Dwayne Johnson, Lorne Michaels Deals Suspended at NBC Universal Amid Ongoing Strikes

NBCUniversal has suspended its overall writing deals with both Dwayne Johnson and SNL creator Lorne Michaels.

Amid the ongoing strikes, NBCUniversal has suspended the overall deals with two of its biggest television producers. Monday, Universal Studio Group suspended deals for Michaels' Broadway Video, Johnson's Seven Bucks banner, and a host of others as a result of the Writers Guild of America strike, which has now run for 132 days.

According to a report by THR, Universal has invited those impacted by the latest suspensions to continue doing non-writing work for the studio though it's unclear if either Michaels or Johnson will continue doing producing duties while their writing deals are invalid.

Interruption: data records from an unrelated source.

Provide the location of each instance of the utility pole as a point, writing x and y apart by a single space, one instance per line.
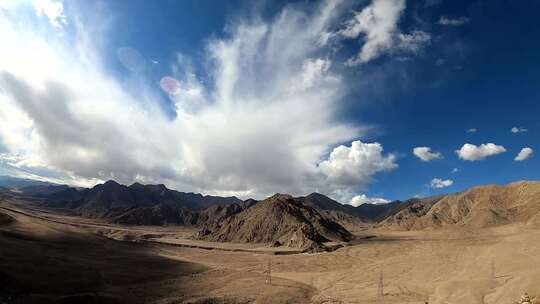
380 289
269 272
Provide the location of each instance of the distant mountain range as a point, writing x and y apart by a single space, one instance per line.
478 207
308 220
278 220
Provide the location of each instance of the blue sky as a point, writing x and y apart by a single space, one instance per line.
271 96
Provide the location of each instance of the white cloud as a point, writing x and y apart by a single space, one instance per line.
53 10
264 125
378 23
413 42
518 130
430 3
524 154
472 152
453 22
361 199
355 166
425 154
438 183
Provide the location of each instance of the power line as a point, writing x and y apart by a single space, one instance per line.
269 272
380 288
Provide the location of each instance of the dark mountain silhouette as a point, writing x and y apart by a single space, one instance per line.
112 199
277 220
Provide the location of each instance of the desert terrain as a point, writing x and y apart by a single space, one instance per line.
53 257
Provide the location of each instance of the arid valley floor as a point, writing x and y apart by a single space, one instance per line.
64 259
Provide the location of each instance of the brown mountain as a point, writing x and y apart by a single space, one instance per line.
346 215
478 207
277 220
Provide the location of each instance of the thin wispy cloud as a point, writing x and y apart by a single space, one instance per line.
364 199
438 183
524 154
267 123
378 23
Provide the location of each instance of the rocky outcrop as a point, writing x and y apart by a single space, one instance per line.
277 220
478 207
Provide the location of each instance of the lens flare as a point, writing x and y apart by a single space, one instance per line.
170 85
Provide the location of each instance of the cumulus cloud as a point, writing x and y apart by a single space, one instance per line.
266 123
430 3
524 154
518 130
361 199
472 152
355 165
378 23
438 183
425 154
413 42
453 22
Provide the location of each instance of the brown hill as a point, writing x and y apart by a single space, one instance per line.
277 220
478 207
345 215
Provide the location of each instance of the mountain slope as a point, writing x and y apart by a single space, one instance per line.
111 200
478 207
346 215
277 220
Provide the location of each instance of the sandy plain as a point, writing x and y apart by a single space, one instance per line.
52 257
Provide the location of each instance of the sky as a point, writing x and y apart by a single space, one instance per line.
364 101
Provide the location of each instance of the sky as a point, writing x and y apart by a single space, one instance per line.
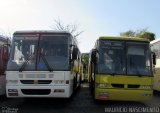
95 17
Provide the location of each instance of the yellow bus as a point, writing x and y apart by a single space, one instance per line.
121 68
155 47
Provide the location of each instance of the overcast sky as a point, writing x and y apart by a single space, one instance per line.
95 17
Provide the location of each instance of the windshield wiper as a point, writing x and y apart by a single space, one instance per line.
25 63
46 63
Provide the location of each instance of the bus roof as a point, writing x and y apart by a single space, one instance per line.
3 39
40 31
155 41
123 38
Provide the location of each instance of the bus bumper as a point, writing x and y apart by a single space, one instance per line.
38 91
123 94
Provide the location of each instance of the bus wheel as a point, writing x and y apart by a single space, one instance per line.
74 84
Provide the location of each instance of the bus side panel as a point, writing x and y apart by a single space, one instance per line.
2 84
131 88
156 85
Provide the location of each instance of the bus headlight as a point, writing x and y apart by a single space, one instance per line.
146 87
12 81
58 81
103 85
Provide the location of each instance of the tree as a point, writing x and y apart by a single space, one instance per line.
129 33
142 33
148 35
71 28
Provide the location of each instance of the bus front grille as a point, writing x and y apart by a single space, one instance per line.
118 85
36 81
36 91
133 86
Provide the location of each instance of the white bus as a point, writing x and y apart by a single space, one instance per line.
43 64
155 47
3 63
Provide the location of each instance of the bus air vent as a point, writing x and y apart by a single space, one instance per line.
118 85
133 86
36 91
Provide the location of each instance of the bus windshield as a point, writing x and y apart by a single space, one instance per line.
111 57
124 58
30 53
138 59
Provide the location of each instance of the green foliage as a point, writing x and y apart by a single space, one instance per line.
142 33
128 33
148 35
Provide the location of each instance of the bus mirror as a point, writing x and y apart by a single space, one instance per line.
154 58
74 53
93 56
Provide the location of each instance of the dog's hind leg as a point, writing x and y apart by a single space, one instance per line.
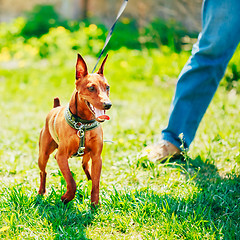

The trade reports Tina Fey, Sam Esmail, and Mike Schur are amongst those whose deals have also been suspended.

With most overall deals now in limbo, only a few writer/producers are still working. The initial reporting says Seth MacFarlane is continuing to do producing work on his Ted reboot for Peacock while Dick Wolf is working on unscripted programming for NBCUniversal.

Universal's moves come just days after Warner Bros. Discovery suspended its overall deals for most of its major writers as well, including Greg Berlanti, Chuck Lorre, Bill Lawrence, Mindy Kaling, and JJ Abrams.

There's been little in terms of updates from either the WGA or Alliance of Motion Picture and Television Producers (AMPTP) regarding potential agreements to end the strike.

"We will evaluate their offer and, after deliberation, go back to them with the WGA's response next week," the guild told members last month. "Sometimes more progress can be made in negotiations when they are conducted without a blow-by-blow description of the moves on each side and a subsequent public dissection of the meaning of the moves. That will be our approach, at least for the time being, until there is something of significance to report, or unless management uses the media or industry surrogates to try to influence the narrative."